There may be a handful, maybe even a couple of handfuls of games since the industry's inception that would, if not warrant, provide sufficient material (ICO, Metal Gear Solid, Medal of Honor: Frontline, for starters) for a contemporary Pauline Kael or Lester Bangs to wax profound about what the game is about (philosophy, not plot), what it means, what it says about society or requests of it, how it reflects or tries to influence life, what profound beauty it tries to impart.

The problem is that, by design, it cannot tell a story or convey a theme in the way art needs to to illicit critical, perceptive observation. To try to extract such from this medium seems as shallow and fluffy an exercise as the medium itself.
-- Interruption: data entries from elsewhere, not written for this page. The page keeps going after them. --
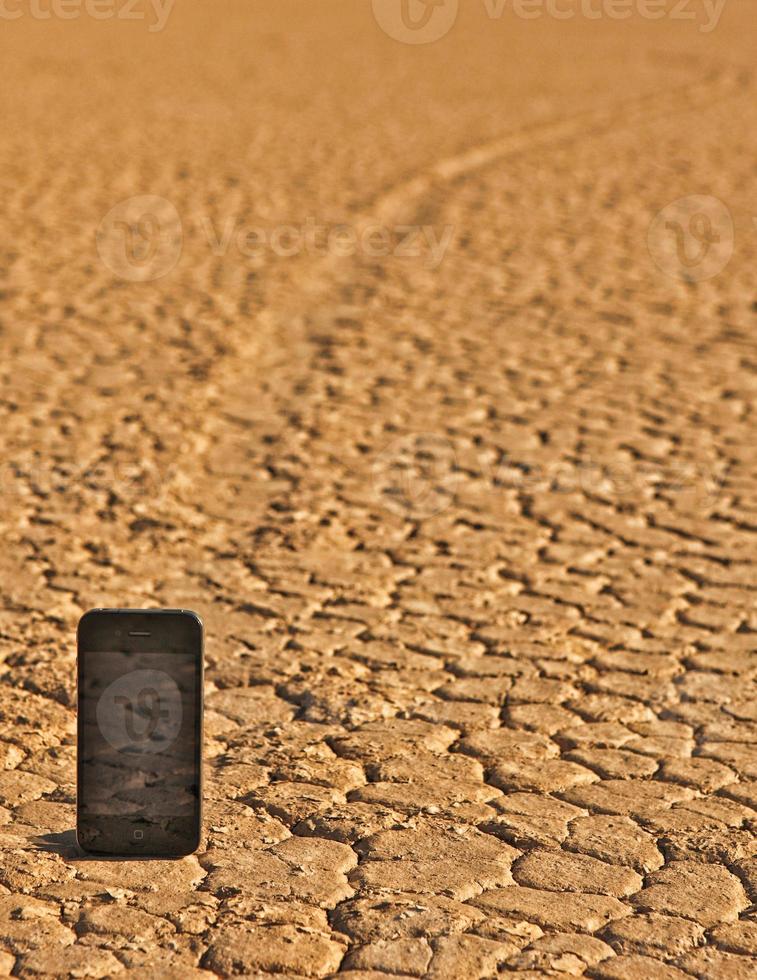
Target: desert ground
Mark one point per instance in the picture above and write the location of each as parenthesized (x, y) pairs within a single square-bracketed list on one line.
[(422, 368)]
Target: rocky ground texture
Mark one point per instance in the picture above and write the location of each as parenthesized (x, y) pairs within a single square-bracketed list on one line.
[(472, 530)]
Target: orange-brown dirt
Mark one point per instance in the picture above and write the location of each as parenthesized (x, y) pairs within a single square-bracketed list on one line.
[(471, 524)]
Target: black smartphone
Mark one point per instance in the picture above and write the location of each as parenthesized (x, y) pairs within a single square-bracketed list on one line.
[(139, 732)]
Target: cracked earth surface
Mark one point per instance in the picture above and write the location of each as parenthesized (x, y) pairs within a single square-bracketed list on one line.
[(473, 543)]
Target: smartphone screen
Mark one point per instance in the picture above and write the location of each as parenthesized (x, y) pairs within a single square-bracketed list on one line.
[(139, 732)]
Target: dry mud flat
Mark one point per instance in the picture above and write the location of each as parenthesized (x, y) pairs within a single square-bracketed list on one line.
[(470, 520)]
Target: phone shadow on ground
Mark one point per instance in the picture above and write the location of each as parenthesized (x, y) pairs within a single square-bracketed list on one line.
[(65, 845)]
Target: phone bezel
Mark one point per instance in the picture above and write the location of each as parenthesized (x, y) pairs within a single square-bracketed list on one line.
[(178, 629)]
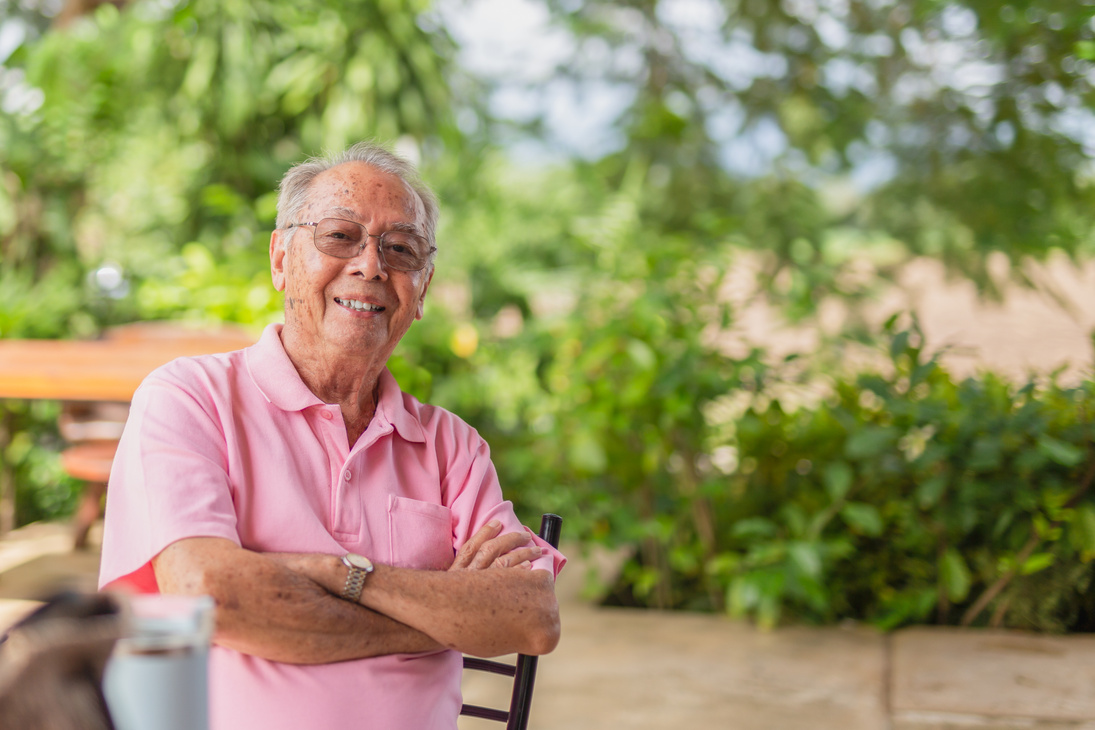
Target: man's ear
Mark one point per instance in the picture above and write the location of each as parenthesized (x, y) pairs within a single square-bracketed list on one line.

I think a kind of bastardized form of the Kael/Bangs criticism that Klosterman refers to may emerge for video games, since they incorporate devices and elements of art, but it will never be truly akin to anything written for real art.

Whether a game like ICO is able to move you deeply, that is still, unlike a movie or book, incidental to its primary goal, which is to provide engaging gameplay. The deeply moving element of it may help make it compelling, but, as Hamlet said, the play's the thing.

The point of art is to understand it, appreciate it, and hopefully grow from it; the point of a game is to play it, and never the twain shall meet.

No Bangs for Video Games

No, not the hairstyle accoutrement that was meant to have died in the 80's; Lester Bangs, the influential American musical journalist. And as Chuck Klosterman points out in his ESQUIRE article, there isn't one for video games. He and at least one other person, blogger and Hugo-award nominated sci-fi novelist John Scalzi, have made impressive attempts at explaining why. They both make excellent progress at chipping away the marble to reveal the statue of why no great video game critics exist, but I think there is still more to it, and I'll take a few swings at it with my duller and less experienced chisel.

In a nutshell, what I think Klosterman and Scalzi are saying is that video games aren't yet, in a word, ripe for this level of commentary. (I'm not yet convinced they ever will be, but we can address that later.)

Being a huge video game addict and someone who also has more than an average philosophical bent, this issue interests me and I've pondered it and tried to arrive at its crux. This is how the situation presents itself to me:

There are two basic factors: art and the barrier to participation. The first I'll address in this post, the second in another.

Video Games need to be art
Very simply, movies, music, painting, sculpture -- these things are art: video games are not. Video games certainly incorporate artistic exercise and talent in their making and execution, but as the final product, they are not art any more than a NASCAR race is art. There may be an art to the way a driver handles the vehicle. It's difficult to deny there is an art to the way Tiger Woods carves up a golf course, but the final product is not art. That is not a complaint or denigration, it's a distinction. Life is full of necessary distinctions. I think it's necessary, particularly in this context, to recognize that video games are not art. Again, not a slight, a definition.

This is decisive, as to have the kind of criticism for which Bangs and renowned movie critic Pauline Kael became so famous, I think there needs to be art as its subject. Video games are not and may never be art any more than other games will ever be art. We wonder why there is no criticsm for video games, but we've never wondered such a thing when Monopoly or Clue or Chutes & Ladders failed to generate any profound literature on their significance.

The difference here, however, is also singular. Unlike board games or outdoor games like croquet or indoor games like Twister, video games have a unique ability to incorporate story into their activity. This is where the line between game and art starts looking blurry and smart people like Klosterman and Scalzi wonder, can and shouldn't someone be writing thoughtfully and critically about this medium?

There's little question that such writing can and should exist about the medium, the industry, the phenomenon, but I have serious doubts as to whether such writing will ever be warranted for individual games -- which is where the crucial difference lies between them and actual art.

I've played only a couple of games, like ICO, that make me agree with Klosterman and Scalzi, and think that the line between art and video games, someday, will get so blurred as to be effectively erased, and thoughtful game criticism will be commonplace.